Kiryu Kazusuke rolled over. A few seconds later, his breathing became steady and drawn-out.

However, he had only just closed his eyes when someone shook his shoulder violently, jolting him awake.

"Dr. Kiryu! Wake up! Hurry!"

"Critical patient! Code red! Arriving immediately!"

Head Nurse Takahashi's signature booming voice, accompanied by urgent knocking, pierced straight through the door.

Kiryu Kazusuke's eyes snapped open.

Code red!

This meant a patient in mortal danger had been brought in; if resuscitated immediately, there was a high chance of survival, and every second counted.

Therefore, there was absolutely no room for Kiryu Kazusuke to linger in bed.

He immediately rolled out of bed, grabbed the stethoscope hanging on the back of the chair, slung it around his neck, and rushed out of the on-call room.

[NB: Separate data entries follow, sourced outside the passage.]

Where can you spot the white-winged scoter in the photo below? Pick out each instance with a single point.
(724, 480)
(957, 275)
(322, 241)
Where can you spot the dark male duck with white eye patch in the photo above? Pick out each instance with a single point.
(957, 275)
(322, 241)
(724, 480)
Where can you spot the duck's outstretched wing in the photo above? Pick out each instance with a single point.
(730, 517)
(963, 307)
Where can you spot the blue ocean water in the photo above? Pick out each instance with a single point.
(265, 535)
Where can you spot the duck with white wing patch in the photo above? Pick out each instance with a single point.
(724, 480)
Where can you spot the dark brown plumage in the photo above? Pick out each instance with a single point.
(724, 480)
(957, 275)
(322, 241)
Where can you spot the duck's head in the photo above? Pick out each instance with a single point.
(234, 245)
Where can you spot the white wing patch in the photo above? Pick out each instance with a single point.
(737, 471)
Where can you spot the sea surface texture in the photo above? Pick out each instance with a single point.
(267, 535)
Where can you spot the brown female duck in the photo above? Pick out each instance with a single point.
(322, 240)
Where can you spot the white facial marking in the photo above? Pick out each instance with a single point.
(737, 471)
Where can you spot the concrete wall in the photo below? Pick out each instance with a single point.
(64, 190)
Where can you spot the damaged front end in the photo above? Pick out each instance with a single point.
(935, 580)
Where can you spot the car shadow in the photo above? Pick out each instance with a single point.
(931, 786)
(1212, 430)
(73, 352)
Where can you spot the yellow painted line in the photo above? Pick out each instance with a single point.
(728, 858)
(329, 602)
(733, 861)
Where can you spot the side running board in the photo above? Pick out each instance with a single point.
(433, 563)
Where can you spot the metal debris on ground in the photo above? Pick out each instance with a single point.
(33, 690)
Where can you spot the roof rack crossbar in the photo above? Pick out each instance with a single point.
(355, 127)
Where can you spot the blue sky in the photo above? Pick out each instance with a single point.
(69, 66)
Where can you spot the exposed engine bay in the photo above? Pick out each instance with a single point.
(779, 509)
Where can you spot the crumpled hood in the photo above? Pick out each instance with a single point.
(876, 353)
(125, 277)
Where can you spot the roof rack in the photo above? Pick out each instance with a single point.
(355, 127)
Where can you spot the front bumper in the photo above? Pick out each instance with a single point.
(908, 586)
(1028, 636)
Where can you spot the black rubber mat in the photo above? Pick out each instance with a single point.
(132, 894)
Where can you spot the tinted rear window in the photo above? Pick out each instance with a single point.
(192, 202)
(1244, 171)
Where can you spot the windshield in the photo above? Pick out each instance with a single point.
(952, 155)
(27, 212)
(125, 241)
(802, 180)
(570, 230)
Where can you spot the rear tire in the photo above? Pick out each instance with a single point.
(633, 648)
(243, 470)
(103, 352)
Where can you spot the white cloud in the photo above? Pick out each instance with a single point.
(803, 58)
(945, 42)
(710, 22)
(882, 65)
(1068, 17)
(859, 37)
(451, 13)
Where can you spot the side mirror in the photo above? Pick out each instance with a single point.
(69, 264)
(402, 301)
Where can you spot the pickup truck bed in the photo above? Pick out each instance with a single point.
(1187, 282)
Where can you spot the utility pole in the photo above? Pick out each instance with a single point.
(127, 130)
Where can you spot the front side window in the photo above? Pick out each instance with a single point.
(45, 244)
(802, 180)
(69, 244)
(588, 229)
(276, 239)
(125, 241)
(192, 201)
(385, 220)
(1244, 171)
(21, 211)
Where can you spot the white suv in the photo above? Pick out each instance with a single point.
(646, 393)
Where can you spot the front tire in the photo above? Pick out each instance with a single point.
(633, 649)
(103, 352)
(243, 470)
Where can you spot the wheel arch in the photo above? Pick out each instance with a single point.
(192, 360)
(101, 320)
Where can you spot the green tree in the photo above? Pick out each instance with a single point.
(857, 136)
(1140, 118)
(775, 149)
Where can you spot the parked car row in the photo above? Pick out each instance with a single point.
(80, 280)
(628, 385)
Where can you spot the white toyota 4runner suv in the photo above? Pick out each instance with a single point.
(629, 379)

At that moment, the ER doors were violently thrown open.

"Out of the way! Move!"

The paramedics pushed a stretcher in. On the gurney lay a man in his thirties, covered in blood, his clothes already cut to shreds.

"Fall from height, fourth floor!"

"Blood pressure 60/40, heart rate 140, respiration 35, altered consciousness!"

"Left chest wall collapsed, unstable pelvis, abdominal distension, bilateral open leg fractures!"

The paramedic shouted out the vital signs and injuries.

Severe polytrauma—that is, serious injuries to two or more parts of the body, at least one of which is life-threatening.

This was an invitation sent by the Grim Reaper.

"Push him into the resuscitation room!"

Kiryu Kazusuke wasted no words. One hand pressed on the patient's carotid artery as he sprinted alongside the speeding gurney, calling out directions.

At a time like this, there was no time to consult a senior physician.